In May this year, the Wärtsilä team attended the Data Innovation Summit in Stockholm. The summit is the largest and most influential annual Data and AI event in the Nordics. Wärtsilä’s Tal Katzav tells us about the team’s experience.
It was great to be back there! It’s a very down-to-earth event, where companies discuss best practices in our field, and some of the challenges we are facing. My presentation got a lot of interest, as the global fight against climate change is a hot topic now. I’m proud to be able to show that we, at Wärtsilä, are contributing to tackling climate change, and I feel like I am doing my bit for a good cause through my work.
We use sophisticated methods to predict the future based on past data. This can be done through applying algorithms based on historical data or we can use statistical methods to predict the probability of likely outcomes.
We’ve created a model, which can tell how much CO2 the vessel will emit. We also applied the same method to ports; so, we look at the different factors that affect emissions, and based on historical data, we can model this.
By utilising the data, we can estimate the amount of carbon emissions created by operations of vessels, fleets, power plants and other equipment. We can take this one step further by simulating the effects that different factors have on CO2 emissions. Based on this, we can advise the customer on how to stay compliant with regulations. We can determine, for example, what the projections will be if they change the type of engine their vessels have, or the type of fuel they use. These data-driven models can be used, for example, when designing new machinery, proposing retrofits, or optimising operations of vessels and power plants.

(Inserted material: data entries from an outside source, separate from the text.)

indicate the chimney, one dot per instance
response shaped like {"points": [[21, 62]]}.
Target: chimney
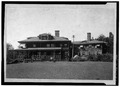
{"points": [[88, 36], [57, 33]]}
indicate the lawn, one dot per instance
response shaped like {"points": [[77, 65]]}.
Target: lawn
{"points": [[61, 70]]}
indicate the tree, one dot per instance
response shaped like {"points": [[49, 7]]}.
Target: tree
{"points": [[109, 41]]}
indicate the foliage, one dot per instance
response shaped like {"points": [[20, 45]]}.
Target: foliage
{"points": [[109, 41]]}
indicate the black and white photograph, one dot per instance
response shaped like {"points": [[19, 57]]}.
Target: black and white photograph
{"points": [[60, 42]]}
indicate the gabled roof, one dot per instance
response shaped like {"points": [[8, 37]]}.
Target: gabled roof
{"points": [[89, 42], [37, 39]]}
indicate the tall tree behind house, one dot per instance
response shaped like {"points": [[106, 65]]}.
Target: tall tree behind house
{"points": [[109, 41]]}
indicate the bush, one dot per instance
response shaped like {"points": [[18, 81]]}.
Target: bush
{"points": [[101, 57]]}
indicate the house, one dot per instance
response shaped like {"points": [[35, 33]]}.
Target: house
{"points": [[44, 47], [90, 46]]}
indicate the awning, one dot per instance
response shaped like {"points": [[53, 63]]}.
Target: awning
{"points": [[50, 48]]}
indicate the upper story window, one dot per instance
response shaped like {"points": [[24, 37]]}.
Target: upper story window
{"points": [[45, 36], [65, 45], [34, 45], [52, 45], [48, 45]]}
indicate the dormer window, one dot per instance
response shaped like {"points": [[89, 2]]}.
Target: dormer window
{"points": [[34, 45], [45, 36]]}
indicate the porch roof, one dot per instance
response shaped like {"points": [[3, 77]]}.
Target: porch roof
{"points": [[48, 48]]}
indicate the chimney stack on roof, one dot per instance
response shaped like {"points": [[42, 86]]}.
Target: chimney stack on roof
{"points": [[89, 36], [57, 33]]}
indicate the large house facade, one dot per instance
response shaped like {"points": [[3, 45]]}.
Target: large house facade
{"points": [[45, 47], [90, 46]]}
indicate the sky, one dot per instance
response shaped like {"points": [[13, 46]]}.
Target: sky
{"points": [[29, 20]]}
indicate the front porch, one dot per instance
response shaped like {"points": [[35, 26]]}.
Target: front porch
{"points": [[40, 54]]}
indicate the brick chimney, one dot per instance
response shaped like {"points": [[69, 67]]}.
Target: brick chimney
{"points": [[88, 36], [57, 33]]}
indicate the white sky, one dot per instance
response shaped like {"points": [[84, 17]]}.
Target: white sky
{"points": [[22, 21]]}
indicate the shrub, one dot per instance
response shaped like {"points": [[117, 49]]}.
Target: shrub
{"points": [[101, 57]]}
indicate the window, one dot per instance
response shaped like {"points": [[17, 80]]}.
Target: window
{"points": [[44, 37], [60, 45], [34, 45], [48, 45], [52, 45], [65, 45]]}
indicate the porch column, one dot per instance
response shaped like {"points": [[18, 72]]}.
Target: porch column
{"points": [[54, 54]]}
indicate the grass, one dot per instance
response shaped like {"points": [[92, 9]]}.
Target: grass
{"points": [[61, 70]]}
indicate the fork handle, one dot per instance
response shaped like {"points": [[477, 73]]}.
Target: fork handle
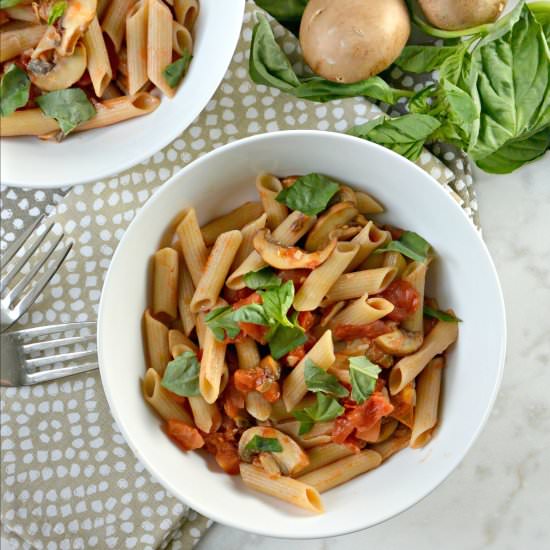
{"points": [[54, 374]]}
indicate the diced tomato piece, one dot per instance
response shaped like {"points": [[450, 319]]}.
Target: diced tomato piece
{"points": [[184, 436], [404, 297], [370, 330]]}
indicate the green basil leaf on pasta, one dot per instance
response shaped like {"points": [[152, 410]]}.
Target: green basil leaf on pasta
{"points": [[363, 377], [222, 323], [325, 409], [57, 11], [411, 245], [259, 444], [175, 72], [264, 278], [309, 194], [441, 315], [14, 90], [69, 107], [285, 339], [318, 380], [182, 375]]}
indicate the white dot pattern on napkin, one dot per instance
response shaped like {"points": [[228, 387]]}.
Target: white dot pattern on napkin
{"points": [[70, 479]]}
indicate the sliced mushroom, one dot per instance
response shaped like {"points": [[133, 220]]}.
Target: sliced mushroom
{"points": [[400, 342], [290, 460], [66, 72], [336, 216], [289, 257]]}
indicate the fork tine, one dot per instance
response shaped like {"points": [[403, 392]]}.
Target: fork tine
{"points": [[12, 295], [24, 259], [60, 357], [58, 342], [18, 243], [50, 329], [38, 287]]}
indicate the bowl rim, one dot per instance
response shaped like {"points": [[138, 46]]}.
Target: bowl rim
{"points": [[169, 135], [275, 532]]}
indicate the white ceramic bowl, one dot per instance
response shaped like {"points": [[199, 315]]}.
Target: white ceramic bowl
{"points": [[89, 156], [462, 277]]}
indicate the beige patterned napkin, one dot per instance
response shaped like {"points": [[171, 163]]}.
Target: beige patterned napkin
{"points": [[69, 479]]}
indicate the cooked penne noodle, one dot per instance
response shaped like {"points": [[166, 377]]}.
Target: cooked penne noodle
{"points": [[368, 239], [236, 219], [247, 245], [207, 417], [295, 226], [156, 338], [165, 283], [192, 244], [282, 487], [159, 399], [319, 281], [186, 12], [354, 285], [294, 386], [159, 45], [182, 41], [366, 204], [324, 454], [15, 42], [114, 21], [269, 187], [336, 473], [415, 275], [216, 270], [428, 388], [363, 311], [186, 289], [410, 366], [136, 46]]}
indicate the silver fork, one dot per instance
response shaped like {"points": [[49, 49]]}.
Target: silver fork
{"points": [[15, 302], [36, 355]]}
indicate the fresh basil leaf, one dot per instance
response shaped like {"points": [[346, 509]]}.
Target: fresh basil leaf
{"points": [[363, 377], [174, 72], [69, 107], [516, 153], [251, 313], [510, 78], [264, 278], [222, 323], [276, 303], [182, 375], [318, 380], [309, 194], [325, 409], [259, 444], [411, 245], [422, 59], [441, 315], [405, 135], [285, 339], [14, 90], [57, 11]]}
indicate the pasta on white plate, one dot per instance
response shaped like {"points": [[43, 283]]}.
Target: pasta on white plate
{"points": [[295, 370], [75, 65]]}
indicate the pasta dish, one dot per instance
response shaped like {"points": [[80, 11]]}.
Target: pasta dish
{"points": [[292, 338], [74, 65]]}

In short, we measure the effects of power plants or vessels on the formation of emissions, we model it and see how different factors affect the emission and simulate scenarios to determine what happens if we change the variables. Then we make recommendations on how to reduce emissions.
Often, we get requests from businesses saying they want to do some AI/machine learning, but then we realise they don't have any data we can work with. Data, as well as the platforms and technical capabilities are not something that can be done overnight; they require continuous investment. I call them data assets because data can also be monetised. And it can be a game-changer for businesses.
I think having a good strategy and a clear direction are key. Wärtsilä’s strategy, the Wärtsilä Way, gives us a meaningful purpose: tackling climate change, which is something people feel very strongly about.
Then, we need enablers: data and tech – without them, we cannot do this, and we cannot scale it. Then, we need people (not just data scientists, but engineers, sales etc.) who work together. And lastly, we need a culture of innovation, which is the kind of environment that hackathons foster.
There is a lot of potential to make power plants more data-driven with the tools we are currently working on, which will be monumental in contributing to decarbonisation. I want to be a part of accelerating the usage of machine learning in the energy business.
During the hackathon, seven teams competed to come up with new ideas on how data can be used to support our customers on their decarbonisation journey. The winning team’s idea was titled ‘Giving berth to carbon earth’ – which built on the idea we had for the decarbonisation of vessels but applied it for ports. This will enable ports to stay compliant with carbon regulations.
My team currently has over 20 data solutions in production, about half of which are the result of a hackathon. That's proof that they work. We’ve done hackathons since we first started, and they deliver results. Of course, you also need to deliver concrete solutions.